The northern component, the Eastern State Parkway, was built between 1926 and 1963 by the New York State Department of Public Works and the Taconic State Park Commission. Engineering and construction oversight was initially led by E.J. Howe, followed by James W. Bradner, Jr. and James Bixby, with civil engineer Charles E. Baker and landscape architect Theodore Bowman contributing to the road layout and landscape design. The two sections were combined and renamed the Taconic State Parkway in 1941.
Following the model established by the Bronx River Parkway, the Taconic Parkway was designed as a limited-access pleasure drive through a landscaped corridor.

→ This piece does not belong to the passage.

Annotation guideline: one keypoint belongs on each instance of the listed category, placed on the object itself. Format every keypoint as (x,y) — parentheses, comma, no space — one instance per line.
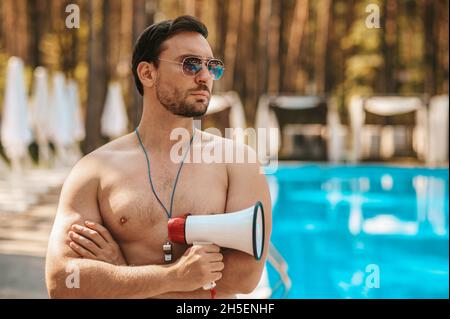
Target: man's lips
(205,94)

The southern Taconic follows a narrow right-of-way designed to obscure dense nearby development. The northern Taconic used improved road-building technology to create banked, broader curves, wide rights-of-way and medians, and independent drives at different elevations. Clarke’s landscape design capitalized on dramatic vistas of the distant Catskill Mountains and incorporates native plants and an extensive tree canopy to connect with the natural surroundings. The parkway was listed in the National Register of Historic Places in 2005.